There are many different versions of the story of Sequoyah and his syllabary, but most point to Sequoyah as the creator of the written Cherokee language. The syllabary is not an alphabet; rather, each symbol stands for a syllable in the Cherokee language. Sequoyah began experimenting with his syllabary around 1809 and introduced it to tribal elders in 1821. Despite a few revisions over the years, the majority of Sequoyah's syllabary is still in use today.

This lesson will model the evolution of the Cherokee language from oral to written. In the first part of the lesson, the teacher tells the story of Sequoyah and his creation of the Cherokee syllabary in an interactive style. In the second part of the lesson, the students recreate the story in written form using "talking leaves."


    Download Lesson Materials (PDF)

  • Sequoyah Narrative
  • Talking Leaves
  • Tape or magnets
  • Modern Cherokee Syllabary (in a display format)
  • Modern Cherokee Syllabary (for extension; one copy for each student)
  • Sequoyah Statue handout (for extension)

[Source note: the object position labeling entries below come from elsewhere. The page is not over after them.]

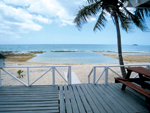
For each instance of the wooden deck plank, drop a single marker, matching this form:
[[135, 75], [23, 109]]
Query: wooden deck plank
[[67, 100], [29, 99], [102, 100], [90, 100], [107, 99], [78, 100], [135, 101], [73, 101], [86, 98], [125, 96], [95, 99], [83, 99], [119, 104], [121, 99], [35, 111], [62, 104]]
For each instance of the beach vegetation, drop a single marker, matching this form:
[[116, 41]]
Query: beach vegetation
[[20, 73], [119, 14]]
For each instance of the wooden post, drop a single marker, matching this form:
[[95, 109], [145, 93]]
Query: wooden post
[[28, 76], [53, 73], [94, 74], [69, 70], [106, 75], [0, 79]]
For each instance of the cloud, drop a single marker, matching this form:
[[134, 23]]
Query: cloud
[[14, 21], [23, 16]]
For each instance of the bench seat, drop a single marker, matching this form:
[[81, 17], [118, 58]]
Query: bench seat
[[133, 86]]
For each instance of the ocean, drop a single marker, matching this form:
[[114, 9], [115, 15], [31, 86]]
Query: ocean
[[73, 48], [75, 53]]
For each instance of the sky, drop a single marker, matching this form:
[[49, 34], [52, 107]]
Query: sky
[[51, 22]]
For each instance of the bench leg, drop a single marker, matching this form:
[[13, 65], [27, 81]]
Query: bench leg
[[123, 87], [127, 77], [147, 100]]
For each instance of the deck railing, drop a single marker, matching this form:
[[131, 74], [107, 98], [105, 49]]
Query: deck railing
[[53, 68], [106, 70]]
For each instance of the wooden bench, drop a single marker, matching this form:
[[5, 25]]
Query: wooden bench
[[133, 86]]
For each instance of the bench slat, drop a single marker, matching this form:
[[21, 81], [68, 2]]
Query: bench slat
[[133, 86]]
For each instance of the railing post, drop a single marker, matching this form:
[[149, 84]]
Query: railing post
[[94, 74], [0, 78], [106, 75], [148, 67], [53, 73], [69, 70], [28, 76]]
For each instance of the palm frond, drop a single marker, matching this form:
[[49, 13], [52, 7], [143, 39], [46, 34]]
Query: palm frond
[[92, 1], [101, 21], [142, 12], [125, 21], [86, 13], [136, 19]]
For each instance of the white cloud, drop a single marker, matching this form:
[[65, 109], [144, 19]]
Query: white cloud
[[22, 16], [14, 21]]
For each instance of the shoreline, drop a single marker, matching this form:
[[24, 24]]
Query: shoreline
[[13, 56]]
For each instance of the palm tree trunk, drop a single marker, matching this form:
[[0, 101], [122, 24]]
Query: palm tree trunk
[[119, 46]]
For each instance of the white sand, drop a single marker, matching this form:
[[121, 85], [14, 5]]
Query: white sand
[[81, 71]]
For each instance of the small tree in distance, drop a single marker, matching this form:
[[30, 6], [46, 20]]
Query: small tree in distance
[[119, 14]]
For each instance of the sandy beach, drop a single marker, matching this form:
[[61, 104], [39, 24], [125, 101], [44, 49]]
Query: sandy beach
[[81, 70]]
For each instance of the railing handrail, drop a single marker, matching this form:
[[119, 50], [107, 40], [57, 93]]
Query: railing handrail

  1. Prepare for class by reading the "Sequoyah Narrative," noting the highlighted terms. Before class begins, draw a large outline of a tree on the board.
  2. Introduce the lesson by explaining to students that they will be helping to tell a story using "talking leaves." The story is about an important Cherokee man named Sequoyah.
  3. Give each student a Talking Leaf (depending on the size of the class, some students may be given two). On each leaf is a word that is found in the Sequoyah Narrative. Explain that the leaves are from the yellow poplar tree, the state tree of Sequoyah's home state, Tennessee. (Although the Sequoia redwood in California is named after Sequoyah, he wouldn't have seen any in his lifetime.)
  4. Read the Sequoyah Narrative aloud to the class. When you come to one of the words on the Talking Leaves, the student who has that leaf should place it on the tree using the tape or magnets. Ask the students to place their leaves in sequential order on the tree, starting at the top and working down toward the bottom.
  5. After all of the Talking Leaves have been placed on the tree, call on students to retell the story orally in a collaborative manner using the tree on the board as guidance. For example, students could take turns making up sentences containing one or two words from the Talking Leaves.
  6. Tell students that before the Cherokee had the syllabary, they told all their stories orally and that's how they remembered their history. Point out that the story the class told changed a little in the retelling, an inherent feature of oral storytelling. Sequoyah's syllabary helped stories and histories be written down, which kept not only the stories and history but the Cherokee language alive. Display the Modern Cherokee Syllabary on an overhead projector, computer and projector, or interactive whiteboard.
  7. After the discussion, ask the students to retell the story in written form, referring to the tree for guidance. Allow them sufficient time to write and edit their story.
  8. If time permits, students can share their written stories with the class.

Lesson Extensions

  1. Give students a copy of the Modern Cherokee Syllabary. Show them the symbols that spell Sequoyah and Tsalagi (the Cherokee word for "Cherokee"). Allow students to experiment with their own names by finding the symbols that represent the sounds in their names.
  2. Show students the picture of the statue of Sequoyah that is located in the US Capitol's National Statuary Hall Collection. Ask students to write a brief summary of Sequoyah's accomplishments that could be written on a plaque and placed on the bottom of the statue.